I have to find a function $f$ with the following properties:
$$\lim_{x \to \infty} \sup f(x) = \infty$$
$$f \in L^1$$
What I came up with was $f(x) = x^2 \sin (x)$.
$f(-x) = -f(x)$ so it is an odd function. It follows that
$$\int_{(-\infty,\infty)} f(x) d\mu = \int_{(-\infty,0)} f(x) d\mu + \int_{(\infty,0)} f(x) d\mu = \int_{(\infty,0)} f(-x) d\mu + \int_{(\infty,0)} f(x) d\mu$$
$$ = -\int_{(\infty,0)} f(x) d\mu + \int_{(\infty,0)} f(x) d\mu = 0$$
Finally, since $f(x)$ oscillates, we have a sequence of local maxima. Since the amplitude grows with $x^2$ the amplitude grows monotonically to infinity from $0$ to $\infty$. Therefore, the sequence of local maxima from $(0, \infty)$ is an increasing unbounded sequence.
This implies
$$\lim_{x\to \infty} \sup f(x) = \infty$$
Is this rigorous enough?
Best Answer
The fact is that, $f(x)=x^{2}\sin x$ does not belong to $L^{1}(\mathbb{R})$, so you cannot do the integral splitting at the first place.
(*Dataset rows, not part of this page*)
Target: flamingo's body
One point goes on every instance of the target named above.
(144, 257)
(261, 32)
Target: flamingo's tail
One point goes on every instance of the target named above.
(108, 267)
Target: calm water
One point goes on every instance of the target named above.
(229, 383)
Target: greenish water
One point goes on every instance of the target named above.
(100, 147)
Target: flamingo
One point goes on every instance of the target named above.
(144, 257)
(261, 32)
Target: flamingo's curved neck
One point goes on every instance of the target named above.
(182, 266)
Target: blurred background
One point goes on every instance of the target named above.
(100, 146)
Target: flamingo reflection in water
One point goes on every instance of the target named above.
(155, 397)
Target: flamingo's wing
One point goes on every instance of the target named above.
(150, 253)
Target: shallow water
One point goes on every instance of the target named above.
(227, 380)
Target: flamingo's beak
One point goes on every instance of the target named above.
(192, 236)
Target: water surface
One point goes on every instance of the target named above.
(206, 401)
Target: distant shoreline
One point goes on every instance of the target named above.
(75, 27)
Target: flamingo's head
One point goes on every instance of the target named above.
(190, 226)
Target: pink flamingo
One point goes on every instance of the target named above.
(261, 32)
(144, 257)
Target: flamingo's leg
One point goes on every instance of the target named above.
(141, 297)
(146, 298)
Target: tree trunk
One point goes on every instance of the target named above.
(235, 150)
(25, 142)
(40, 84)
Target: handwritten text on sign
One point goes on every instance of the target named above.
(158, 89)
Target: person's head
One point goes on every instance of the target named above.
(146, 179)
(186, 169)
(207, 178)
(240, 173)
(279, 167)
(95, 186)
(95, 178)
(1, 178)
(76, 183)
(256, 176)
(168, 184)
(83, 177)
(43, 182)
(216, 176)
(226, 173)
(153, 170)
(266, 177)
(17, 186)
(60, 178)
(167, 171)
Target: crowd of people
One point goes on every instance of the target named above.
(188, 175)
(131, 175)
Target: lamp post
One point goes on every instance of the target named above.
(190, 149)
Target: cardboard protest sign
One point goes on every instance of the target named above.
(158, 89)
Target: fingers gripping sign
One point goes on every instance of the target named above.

You can look at $|f(x)|=x^{2}|\sin x|$ and consider the sum of the integral on the intervals $[n\pi+\pi/3,(n+1)\pi-\pi/3]$ for each $n=0,1,2,...$
An easy example would be like, $f(x)=n$ for $x=n$ and $f(x)=0$ for otherwise. Then sequence $(x_{n})$, $x_{n}=n$ is such that $\infty=\lim_{n\rightarrow\infty}f(x_{n})\leq\limsup_{x\rightarrow\infty}f(x)$ because $x_{n}\rightarrow\infty$.
$f$ is zero a.e. certainly it is integrable.